GS1, the body that established a new global standard governing the transmission of data between RFID tags and readers back in February, used its supply chain conference to increase awareness of fast-emerging technologies that are not always embraced in Ireland.
John Mee, supply chain director at Hy-Tech Logistics, a technology company that specialises in warehouse management software, has first-hand experience at the coalface. “I see huge paper-laden trails flowing through the distribution process,” he told siliconrepublic.com. “SMEs are a little blinkered and uneducated; sometimes they tend to operate in a business silo and don’t see the connectivity forwards and backwards. They don’t always understand what optimal supply chain management is about. That’s where GS1 comes in, helping educate them.”
Jim Bracken, director of GS1 Ireland, said SME adoption was a problem across Europe but remained optimistic that adoption would increase, largely driven by retailers that will expect their suppliers to follow them into more efficient processes.

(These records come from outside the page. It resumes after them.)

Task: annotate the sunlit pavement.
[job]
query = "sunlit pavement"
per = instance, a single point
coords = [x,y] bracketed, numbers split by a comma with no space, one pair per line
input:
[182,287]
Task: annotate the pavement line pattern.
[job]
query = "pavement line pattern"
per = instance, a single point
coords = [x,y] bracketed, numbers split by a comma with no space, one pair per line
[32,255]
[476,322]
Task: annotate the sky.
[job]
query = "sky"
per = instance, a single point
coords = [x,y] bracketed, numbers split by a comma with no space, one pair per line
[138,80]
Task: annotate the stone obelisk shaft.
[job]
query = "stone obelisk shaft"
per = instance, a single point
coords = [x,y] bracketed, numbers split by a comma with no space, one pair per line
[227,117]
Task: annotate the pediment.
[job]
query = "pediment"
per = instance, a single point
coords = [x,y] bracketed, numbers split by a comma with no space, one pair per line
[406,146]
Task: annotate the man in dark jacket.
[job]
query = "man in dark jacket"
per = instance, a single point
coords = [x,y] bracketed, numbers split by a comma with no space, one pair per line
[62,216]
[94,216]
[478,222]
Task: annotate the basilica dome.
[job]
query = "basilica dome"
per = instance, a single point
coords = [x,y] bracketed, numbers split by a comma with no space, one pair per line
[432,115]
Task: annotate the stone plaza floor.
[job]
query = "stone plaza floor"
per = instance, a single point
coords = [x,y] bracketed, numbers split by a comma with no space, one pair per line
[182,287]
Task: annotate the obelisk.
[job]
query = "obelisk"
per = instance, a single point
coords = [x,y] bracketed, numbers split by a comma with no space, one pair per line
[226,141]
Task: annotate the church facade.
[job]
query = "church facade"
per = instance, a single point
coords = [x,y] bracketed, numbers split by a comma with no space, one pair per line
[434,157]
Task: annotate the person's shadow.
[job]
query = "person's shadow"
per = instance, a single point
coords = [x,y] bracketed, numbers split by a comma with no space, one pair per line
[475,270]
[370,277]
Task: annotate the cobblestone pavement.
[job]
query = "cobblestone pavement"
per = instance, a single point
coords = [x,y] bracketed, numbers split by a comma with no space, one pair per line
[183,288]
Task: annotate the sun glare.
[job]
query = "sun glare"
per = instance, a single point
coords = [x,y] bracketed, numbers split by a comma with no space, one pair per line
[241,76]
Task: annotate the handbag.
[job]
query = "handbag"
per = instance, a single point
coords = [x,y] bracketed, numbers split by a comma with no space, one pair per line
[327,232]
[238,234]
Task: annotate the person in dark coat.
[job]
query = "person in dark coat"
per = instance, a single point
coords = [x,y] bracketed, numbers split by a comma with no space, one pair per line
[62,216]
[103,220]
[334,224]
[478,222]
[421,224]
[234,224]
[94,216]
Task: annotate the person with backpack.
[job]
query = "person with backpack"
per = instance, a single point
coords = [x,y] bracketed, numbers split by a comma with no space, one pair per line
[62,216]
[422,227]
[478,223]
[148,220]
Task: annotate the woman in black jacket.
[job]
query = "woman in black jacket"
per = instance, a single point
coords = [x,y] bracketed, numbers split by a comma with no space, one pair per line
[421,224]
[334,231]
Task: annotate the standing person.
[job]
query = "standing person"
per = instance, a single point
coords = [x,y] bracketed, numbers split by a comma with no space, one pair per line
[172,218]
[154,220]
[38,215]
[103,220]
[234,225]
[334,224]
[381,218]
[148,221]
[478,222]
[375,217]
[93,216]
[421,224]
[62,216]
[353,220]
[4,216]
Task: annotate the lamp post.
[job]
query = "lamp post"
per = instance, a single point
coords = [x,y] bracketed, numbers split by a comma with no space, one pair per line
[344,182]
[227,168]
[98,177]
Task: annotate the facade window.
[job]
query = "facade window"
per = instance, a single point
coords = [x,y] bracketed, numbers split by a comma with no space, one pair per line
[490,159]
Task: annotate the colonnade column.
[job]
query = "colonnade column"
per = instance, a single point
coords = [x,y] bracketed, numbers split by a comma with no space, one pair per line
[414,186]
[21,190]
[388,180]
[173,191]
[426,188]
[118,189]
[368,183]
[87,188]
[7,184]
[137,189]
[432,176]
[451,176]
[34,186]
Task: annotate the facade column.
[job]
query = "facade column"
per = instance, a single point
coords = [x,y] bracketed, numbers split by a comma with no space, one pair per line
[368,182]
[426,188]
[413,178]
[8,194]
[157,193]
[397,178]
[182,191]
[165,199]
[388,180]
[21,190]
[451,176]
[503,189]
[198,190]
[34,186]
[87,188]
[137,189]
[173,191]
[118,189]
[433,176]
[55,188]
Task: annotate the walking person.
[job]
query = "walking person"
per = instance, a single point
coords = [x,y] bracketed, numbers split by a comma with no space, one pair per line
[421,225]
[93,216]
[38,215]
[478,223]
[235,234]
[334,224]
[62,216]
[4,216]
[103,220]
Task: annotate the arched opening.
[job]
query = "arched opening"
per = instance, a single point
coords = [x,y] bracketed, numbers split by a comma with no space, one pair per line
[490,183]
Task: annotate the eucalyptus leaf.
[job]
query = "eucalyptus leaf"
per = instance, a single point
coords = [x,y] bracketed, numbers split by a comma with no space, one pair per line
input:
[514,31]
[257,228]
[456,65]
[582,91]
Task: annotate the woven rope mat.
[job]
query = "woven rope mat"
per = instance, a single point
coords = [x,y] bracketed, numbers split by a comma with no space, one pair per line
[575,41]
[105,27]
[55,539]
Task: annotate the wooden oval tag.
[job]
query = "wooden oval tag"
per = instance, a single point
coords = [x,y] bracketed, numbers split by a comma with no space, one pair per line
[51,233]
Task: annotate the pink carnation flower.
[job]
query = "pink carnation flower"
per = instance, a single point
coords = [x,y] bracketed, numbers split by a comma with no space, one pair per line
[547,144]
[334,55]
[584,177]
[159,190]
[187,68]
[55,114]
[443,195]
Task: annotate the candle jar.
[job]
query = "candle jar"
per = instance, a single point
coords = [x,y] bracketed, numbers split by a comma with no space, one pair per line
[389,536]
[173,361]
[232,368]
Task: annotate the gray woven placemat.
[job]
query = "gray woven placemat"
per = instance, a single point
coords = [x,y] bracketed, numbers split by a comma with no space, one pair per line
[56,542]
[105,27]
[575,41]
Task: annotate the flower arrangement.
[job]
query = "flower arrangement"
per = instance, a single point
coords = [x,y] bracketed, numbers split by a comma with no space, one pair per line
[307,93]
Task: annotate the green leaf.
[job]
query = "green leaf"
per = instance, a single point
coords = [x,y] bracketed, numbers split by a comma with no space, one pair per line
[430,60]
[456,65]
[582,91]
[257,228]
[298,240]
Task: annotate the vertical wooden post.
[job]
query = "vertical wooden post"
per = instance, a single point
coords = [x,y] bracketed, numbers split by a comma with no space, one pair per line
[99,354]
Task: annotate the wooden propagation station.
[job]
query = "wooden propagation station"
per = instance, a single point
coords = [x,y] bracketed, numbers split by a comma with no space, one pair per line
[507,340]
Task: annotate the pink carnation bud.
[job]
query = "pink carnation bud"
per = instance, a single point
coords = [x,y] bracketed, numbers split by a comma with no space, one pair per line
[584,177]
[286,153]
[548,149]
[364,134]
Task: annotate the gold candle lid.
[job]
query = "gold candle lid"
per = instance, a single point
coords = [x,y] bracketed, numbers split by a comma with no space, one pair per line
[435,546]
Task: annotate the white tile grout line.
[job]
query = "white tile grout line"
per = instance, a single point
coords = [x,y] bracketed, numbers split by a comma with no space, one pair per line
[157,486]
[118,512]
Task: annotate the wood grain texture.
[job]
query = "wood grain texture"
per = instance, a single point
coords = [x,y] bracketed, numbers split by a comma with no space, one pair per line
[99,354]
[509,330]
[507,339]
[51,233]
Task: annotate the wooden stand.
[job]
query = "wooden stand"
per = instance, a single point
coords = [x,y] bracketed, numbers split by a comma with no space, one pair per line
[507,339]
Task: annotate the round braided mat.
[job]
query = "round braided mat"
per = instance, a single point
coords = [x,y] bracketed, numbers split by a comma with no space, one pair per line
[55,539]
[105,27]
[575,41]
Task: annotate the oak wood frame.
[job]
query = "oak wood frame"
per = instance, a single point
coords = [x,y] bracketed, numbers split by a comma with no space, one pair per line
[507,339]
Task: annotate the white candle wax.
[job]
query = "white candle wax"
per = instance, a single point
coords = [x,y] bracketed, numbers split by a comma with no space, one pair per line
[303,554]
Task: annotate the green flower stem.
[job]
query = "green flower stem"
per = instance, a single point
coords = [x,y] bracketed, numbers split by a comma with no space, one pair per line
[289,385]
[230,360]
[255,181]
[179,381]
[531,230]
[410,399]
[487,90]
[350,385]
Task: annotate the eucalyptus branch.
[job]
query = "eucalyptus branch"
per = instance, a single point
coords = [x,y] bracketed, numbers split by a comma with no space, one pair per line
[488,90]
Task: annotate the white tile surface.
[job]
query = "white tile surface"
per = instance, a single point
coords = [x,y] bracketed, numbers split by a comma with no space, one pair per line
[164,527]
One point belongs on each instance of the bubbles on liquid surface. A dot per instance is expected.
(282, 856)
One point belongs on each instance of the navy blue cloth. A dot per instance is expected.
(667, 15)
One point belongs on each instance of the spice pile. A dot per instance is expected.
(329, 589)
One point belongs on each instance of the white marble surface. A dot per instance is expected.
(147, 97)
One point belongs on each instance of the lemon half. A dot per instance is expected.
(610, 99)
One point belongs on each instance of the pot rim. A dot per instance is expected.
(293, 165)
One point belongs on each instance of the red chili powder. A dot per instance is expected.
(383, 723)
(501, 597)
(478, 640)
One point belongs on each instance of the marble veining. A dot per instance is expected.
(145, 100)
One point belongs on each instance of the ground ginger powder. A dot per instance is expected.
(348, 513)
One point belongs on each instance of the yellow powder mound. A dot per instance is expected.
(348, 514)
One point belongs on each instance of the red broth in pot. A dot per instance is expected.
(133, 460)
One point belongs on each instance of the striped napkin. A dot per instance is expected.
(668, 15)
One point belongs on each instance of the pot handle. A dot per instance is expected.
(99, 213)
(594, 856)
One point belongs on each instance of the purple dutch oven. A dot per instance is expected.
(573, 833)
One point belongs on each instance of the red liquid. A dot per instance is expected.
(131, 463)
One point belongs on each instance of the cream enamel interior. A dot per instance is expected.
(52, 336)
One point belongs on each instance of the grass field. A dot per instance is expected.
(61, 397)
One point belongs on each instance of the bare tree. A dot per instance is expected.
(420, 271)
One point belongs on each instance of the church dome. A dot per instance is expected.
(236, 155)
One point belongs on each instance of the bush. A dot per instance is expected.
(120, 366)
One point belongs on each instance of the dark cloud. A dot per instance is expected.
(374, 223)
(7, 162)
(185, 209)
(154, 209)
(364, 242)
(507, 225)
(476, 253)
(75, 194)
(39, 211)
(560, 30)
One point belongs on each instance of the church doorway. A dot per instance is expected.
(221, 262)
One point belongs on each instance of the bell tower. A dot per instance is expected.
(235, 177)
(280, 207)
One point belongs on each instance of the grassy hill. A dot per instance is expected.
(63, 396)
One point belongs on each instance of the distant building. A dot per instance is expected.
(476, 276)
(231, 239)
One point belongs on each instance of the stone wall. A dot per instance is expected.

Spencer Marlow, marketing director of e-business specialist Sterling Commerce, believed the SME sector is vital to the bigger picture. “The volume and value will only reach across the entire supply chain when SMEs engage and for that to happen the complexity has to be removed.”
He said supply chain improvement was as much about the evolution of business process networks as technology and identified data quality in the as one of the biggest obstacles. Peter Jordan, director of international business-to-business strategy for Kraft Foods, picked up the theme. He talked of the need for “data synchronisation”, ensuring that retailer and supplier were sharing the same product information. When it goes wrong, fast-moving goods end up on slow-moving shelves, for example, and the supply chain starts to falter.
He talked about Kraft’s latest undertaking, building a data pool that pushed the information on to the retailer. “We’ve spent 25 years trying to get hold of decent EPOS [electronic point of service] data from retailers,” he said. “Building a data pool is complicated, with huge difficulties, so start now!”